No caso da arbitragem esportiva, isso significa proteger não apenas os árbitros sindicalizados, mas também a dignidade, a segurança e as condições mínimas de exercício da função arbitral como um todo.
Mesmo quando o árbitro não é afiliado, o sindicato pode exercer um papel importante em diferentes níveis:
- defesa institucional da categoria diante de agressões físicas, morais ou campanhas de desmoralização;
- manifestação pública em casos de violência contra árbitros;
- diálogo com federações, ligas e tribunais esportivos;
- luta por melhores condições de trabalho, remuneração, logística e segurança;
- combate à precarização da arbitragem;
- promoção de cursos, orientação jurídica e valorização profissional.
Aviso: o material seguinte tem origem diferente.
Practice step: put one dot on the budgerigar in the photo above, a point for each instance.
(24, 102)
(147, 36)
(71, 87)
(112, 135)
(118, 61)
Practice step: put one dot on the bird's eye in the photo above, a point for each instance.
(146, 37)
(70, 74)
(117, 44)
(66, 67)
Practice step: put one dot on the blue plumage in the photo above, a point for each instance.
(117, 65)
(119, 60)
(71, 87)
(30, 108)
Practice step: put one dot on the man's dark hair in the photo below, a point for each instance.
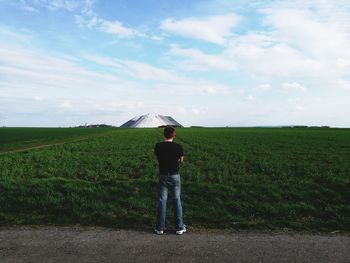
(169, 132)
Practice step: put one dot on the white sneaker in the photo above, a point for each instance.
(158, 232)
(180, 232)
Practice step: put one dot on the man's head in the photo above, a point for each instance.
(169, 132)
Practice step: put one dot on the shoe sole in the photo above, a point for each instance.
(180, 232)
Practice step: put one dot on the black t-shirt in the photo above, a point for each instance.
(168, 154)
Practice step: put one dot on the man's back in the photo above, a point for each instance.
(168, 154)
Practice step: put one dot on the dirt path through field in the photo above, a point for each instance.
(78, 244)
(42, 146)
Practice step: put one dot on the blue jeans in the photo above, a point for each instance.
(172, 183)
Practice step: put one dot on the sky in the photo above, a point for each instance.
(204, 62)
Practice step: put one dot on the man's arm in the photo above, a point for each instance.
(181, 159)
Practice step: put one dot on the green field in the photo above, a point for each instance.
(232, 177)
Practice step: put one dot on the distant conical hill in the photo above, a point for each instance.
(150, 121)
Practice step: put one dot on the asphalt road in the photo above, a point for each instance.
(81, 244)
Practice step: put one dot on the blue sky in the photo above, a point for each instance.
(208, 62)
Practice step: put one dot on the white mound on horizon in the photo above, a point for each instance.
(150, 121)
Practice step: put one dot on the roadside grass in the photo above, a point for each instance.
(12, 139)
(232, 178)
(132, 204)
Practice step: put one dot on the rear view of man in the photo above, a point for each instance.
(169, 155)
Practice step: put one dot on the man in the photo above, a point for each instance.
(169, 155)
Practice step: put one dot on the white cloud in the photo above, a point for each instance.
(293, 86)
(117, 28)
(263, 87)
(343, 84)
(214, 29)
(199, 61)
(110, 27)
(138, 70)
(66, 105)
(250, 98)
(69, 5)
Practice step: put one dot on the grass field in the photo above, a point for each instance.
(232, 178)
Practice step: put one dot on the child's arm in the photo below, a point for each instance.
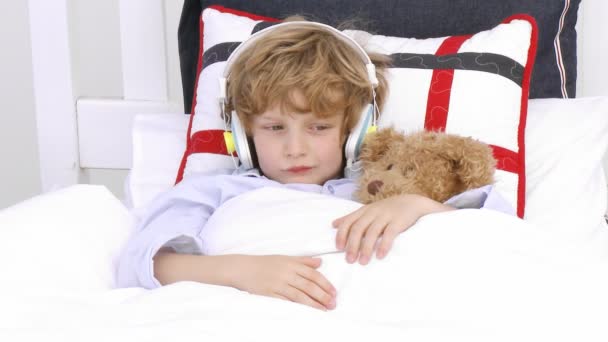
(386, 218)
(291, 278)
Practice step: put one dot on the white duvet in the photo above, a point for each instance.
(467, 275)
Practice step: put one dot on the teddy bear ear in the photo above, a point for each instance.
(377, 144)
(473, 161)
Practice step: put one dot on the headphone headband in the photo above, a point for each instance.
(371, 68)
(367, 119)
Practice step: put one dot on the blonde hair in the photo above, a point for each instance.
(327, 72)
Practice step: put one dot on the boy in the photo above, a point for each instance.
(299, 93)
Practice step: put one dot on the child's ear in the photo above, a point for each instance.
(377, 144)
(472, 160)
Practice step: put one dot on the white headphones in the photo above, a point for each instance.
(236, 139)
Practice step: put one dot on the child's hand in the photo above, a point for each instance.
(359, 231)
(291, 278)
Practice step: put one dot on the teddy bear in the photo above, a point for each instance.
(437, 165)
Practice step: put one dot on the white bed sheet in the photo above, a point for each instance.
(462, 276)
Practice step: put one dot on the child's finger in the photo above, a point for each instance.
(390, 233)
(315, 291)
(310, 262)
(318, 278)
(371, 238)
(295, 295)
(344, 228)
(347, 218)
(355, 235)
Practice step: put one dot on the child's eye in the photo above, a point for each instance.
(274, 127)
(321, 127)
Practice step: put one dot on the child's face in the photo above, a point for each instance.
(298, 148)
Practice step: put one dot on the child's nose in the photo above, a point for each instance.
(295, 145)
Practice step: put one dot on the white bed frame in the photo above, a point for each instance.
(96, 133)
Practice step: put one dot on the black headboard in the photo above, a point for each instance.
(416, 19)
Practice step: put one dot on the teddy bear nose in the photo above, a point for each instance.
(374, 186)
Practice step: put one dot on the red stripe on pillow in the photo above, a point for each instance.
(209, 141)
(190, 139)
(521, 186)
(506, 160)
(440, 89)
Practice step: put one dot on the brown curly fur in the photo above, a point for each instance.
(433, 164)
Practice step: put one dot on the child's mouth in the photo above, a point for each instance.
(299, 169)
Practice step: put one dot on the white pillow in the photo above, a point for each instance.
(561, 136)
(474, 85)
(64, 241)
(566, 140)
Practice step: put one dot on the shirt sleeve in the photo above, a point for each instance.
(486, 197)
(174, 220)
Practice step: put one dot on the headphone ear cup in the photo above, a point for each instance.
(241, 143)
(357, 135)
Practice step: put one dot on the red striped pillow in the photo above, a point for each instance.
(475, 85)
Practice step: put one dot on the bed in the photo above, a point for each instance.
(466, 275)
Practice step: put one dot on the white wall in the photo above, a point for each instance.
(96, 53)
(20, 167)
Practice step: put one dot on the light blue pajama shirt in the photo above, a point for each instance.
(175, 219)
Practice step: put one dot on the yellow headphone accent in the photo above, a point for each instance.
(229, 140)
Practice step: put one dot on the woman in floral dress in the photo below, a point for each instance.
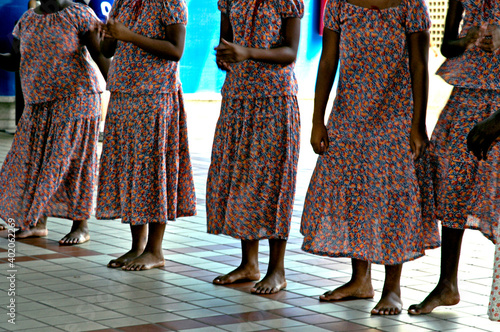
(251, 180)
(466, 191)
(363, 201)
(145, 176)
(51, 167)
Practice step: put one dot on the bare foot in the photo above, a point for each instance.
(39, 230)
(147, 260)
(389, 304)
(440, 296)
(241, 273)
(79, 234)
(351, 290)
(272, 283)
(125, 259)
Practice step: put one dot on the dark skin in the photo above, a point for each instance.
(146, 252)
(11, 61)
(482, 136)
(228, 53)
(479, 140)
(360, 285)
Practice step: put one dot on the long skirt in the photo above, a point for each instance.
(364, 198)
(466, 191)
(145, 174)
(251, 180)
(50, 169)
(494, 305)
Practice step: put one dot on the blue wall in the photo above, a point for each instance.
(10, 11)
(198, 70)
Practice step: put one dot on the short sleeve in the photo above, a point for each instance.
(417, 16)
(114, 11)
(332, 15)
(175, 12)
(17, 32)
(223, 6)
(86, 18)
(291, 8)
Existe também um aspecto ético e simbólico.
Quando um árbitro é atacado injustamente, toda a arbitragem é atingida.
O silêncio institucional enfraquece a categoria, enquanto a defesa equilibrada fortalece a autoridade da função e transmite união.
Por outro lado, o sindicato precisa agir com responsabilidade.
Defender o árbitro não significa justificar erros técnicos ou comportamentos inadequados.
A defesa sindical deve se concentrar em garantir:
- direito ao contraditório;
- respeito à integridade física e moral;
- julgamento justo;
- condições dignas de trabalho.
A crítica técnica faz parte do futebol.
O que não pode ser normalizado é a perseguição pessoal, a ameaça ou a violência.
Em muitos países, a evolução da arbitragem passou justamente pelo fortalecimento coletivo da classe arbitral, criando maior respaldo psicológico, jurídico e institucional para os profissionais de campo.
O árbitro, frequentemente solitário durante a partida, precisa saber que fora das quatro linhas existe uma estrutura capaz de defender a função arbitral como patrimônio do esporte.